Das Matreier Tauernhaus: Startpunkt in die Berge
Die eineinhalb Stunden Fahrt verfliegen so schnell und schon verlassen wir den Felbertauerntunnel am Südportal und biegen direkt ein zum Matreier Tauernhaus: dem Startpunkt für unsere erste kleine Skitour.
Kalt ist es heute, windig und es schneit leicht. Wir ziehen dennoch unsere Tourenski an und machen uns auf ins idyllische Gschlösstal. Sanft ansteigend zieht es sich hinein in das wilde Tal, das jetzt im Winter nur andeutet, wie wahnsinnig hübsch es hier im Sommer sein muss. Links und rechts erheben sich die umliegenden 3000er in den Himmel und schon bald zeigt sich der Großvenediger, der wie ein Schutzpatron über Osttirol zu liegen scheint. Nur gute 2000 Höhenmeter und 10 Stunden Fußmarsch trennen uns von dem wohl schönsten 3000er der Ostalpen. Aber es ist noch zu früh im Jahr, die Spalten sind noch zu und der Großvenediger ist wirklich nichts für eine schnelle Tagestour. Gut, dass ich schon oben war. Das nimmt den Bergstress und lässt Raum zum Genießen.
Unsere Tour heute führt uns bis Außergschlöss. Vorbei an der Felsenkapelle und idyllischen Almdörfern, die wie aus der Zeit gefallen scheinen. Wir sind völlig allein, treffen niemanden ausser einen riesigen Bartgeier, der hier in den Steilwänden brütet.
Und das alles in nur eineinhalb Stunden Fahrtzeit! Wir fragen uns heute noch öfter, warum wir bisher eigentlich so selten in Osttirol waren.
Der Eispark Osttirol
Bei der Einkehr im Matreier Tauernhaus setzen uns die Bergführer am Nebentisch gleich den nächsten Floh ins Ohr: am Beginn des Gschlösstals wurde vor ein paar Jahren der Eispark Osttirol installiert. Der größte künstliche Eisklettergarten Osttirols. Hier kann man in relativ sicherer Umgebung seine ersten Eiskletter – Versuche wagen. Nur mit Guide, versteht sich.
Verlockend, wirklich. Ich weiß aber noch nicht, ob ich mich traue, nachdem ich dank Louise beim Sportklettern in den letzten Jahren mehr und mehr Angst bekommen habe.
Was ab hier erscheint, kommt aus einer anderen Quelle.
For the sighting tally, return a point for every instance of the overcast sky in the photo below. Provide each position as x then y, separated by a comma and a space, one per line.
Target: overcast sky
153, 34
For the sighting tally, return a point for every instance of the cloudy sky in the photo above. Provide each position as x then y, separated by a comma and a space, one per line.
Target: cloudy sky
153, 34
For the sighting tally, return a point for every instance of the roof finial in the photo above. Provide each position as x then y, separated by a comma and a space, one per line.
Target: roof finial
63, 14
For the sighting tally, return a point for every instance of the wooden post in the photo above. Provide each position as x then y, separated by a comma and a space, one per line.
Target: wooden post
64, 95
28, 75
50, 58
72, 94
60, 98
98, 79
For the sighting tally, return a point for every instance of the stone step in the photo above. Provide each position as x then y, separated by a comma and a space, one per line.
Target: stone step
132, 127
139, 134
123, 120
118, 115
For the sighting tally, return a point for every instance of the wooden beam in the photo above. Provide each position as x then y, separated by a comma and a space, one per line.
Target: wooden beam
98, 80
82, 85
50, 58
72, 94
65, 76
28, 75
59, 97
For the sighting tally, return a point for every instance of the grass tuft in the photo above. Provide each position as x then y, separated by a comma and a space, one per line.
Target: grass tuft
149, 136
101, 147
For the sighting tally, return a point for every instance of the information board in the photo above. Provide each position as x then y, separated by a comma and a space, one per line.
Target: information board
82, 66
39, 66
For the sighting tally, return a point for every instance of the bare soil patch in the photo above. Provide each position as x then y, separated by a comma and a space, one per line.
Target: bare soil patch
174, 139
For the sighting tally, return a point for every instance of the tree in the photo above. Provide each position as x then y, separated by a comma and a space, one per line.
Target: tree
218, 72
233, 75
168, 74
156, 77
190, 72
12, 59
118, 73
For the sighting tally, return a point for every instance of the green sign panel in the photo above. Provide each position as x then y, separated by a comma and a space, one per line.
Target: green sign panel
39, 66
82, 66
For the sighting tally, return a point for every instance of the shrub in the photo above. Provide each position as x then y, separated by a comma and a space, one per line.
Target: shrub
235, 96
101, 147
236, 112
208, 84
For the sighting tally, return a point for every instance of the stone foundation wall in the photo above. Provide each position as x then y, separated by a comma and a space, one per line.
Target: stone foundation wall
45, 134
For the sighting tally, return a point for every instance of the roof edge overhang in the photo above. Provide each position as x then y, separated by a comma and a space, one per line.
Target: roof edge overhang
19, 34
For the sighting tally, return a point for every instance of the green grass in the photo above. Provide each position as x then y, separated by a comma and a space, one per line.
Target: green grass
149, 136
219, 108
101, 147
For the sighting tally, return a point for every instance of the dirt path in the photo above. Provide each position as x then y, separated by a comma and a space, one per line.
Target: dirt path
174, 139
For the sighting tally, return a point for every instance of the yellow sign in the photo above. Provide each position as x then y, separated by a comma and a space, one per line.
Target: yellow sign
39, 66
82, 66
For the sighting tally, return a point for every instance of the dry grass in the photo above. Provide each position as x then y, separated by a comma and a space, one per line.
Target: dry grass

Skifahren mit Großglockner-Blick
Am nächsten Morgen steht Skifahren auf dem Programm. Direkt neben unserem Hotel beginnt das kleine, feine Skigebiet „Großglockner Resort Kals-Matrei“. Wie der Name schon vermuten lässt, verbindet das Skigebiet die Bergorte Matrei und Kals am Fuße des Großglockners. Der thront eigentlich über dem Skigebiet und lässt eine wahnsinnige Aussicht auf seinen Doppelgipfel zu. Heute allerdings haben sich ein paar hartnäckige Wolken am Gipfel festgesetzt und lassen uns keinen Blick erhaschen.
Das Skigebiet besticht durch wirklich coole Skirouten und Varianten, sodass wir einige lässige Tiefschneeabfahrten finden können. Für Kinder ist das Skigebiet vielleicht nicht ganz optimal, es sind eher wenige blaue Pisten zu finden (gut für Könner!) und dank seiner Höhe ist es zwar schneesicher, aber auch kalt.
Wir haben auf jeden Fall ziemlich Muskelkater nach dem Tag pisteln – perfekt für unsere große Skitour am nächsten Tag.
Skitour auf die Hohe Saile
Um Punkt 8 holt uns Michael, seines Zeichens Chef der Kalser Bergführer am Hotel ab und wir fahren mit ihm erneut über die Felbertauernstraße zum Matreier Tauernhaus, wo unsere heutige Skitour auf die Hohe Saile (2993m) starten soll. Es hat Neuschnee gegeben und Michael weiß natürlich, wo der beste Powder zu finden ist.
Ich bin ziemlich aufgeregt, ob ich mit den zwei Männern heute mithalten kann, aber meine Aufregung verfliegt schnell.
Michael legt ein perfektes, gleichmäßiges Tempo vor, sodass nebenher noch Zeit bleibt, ihn über sein Leben als Bergführer und die Region auszufragen. Über 100 Mal war er bereits am Großglockner – zum ersten Mal mit 12. Louise, noch 9 Jahre! Ich kann es mir kaum vorstellen!
Mit Bergführer im Skitourenparadies
Unsere Skitour führt uns zum Glück erneut durch das idyllische Gschlösstal, heute bei strahlendem Sonnenschein.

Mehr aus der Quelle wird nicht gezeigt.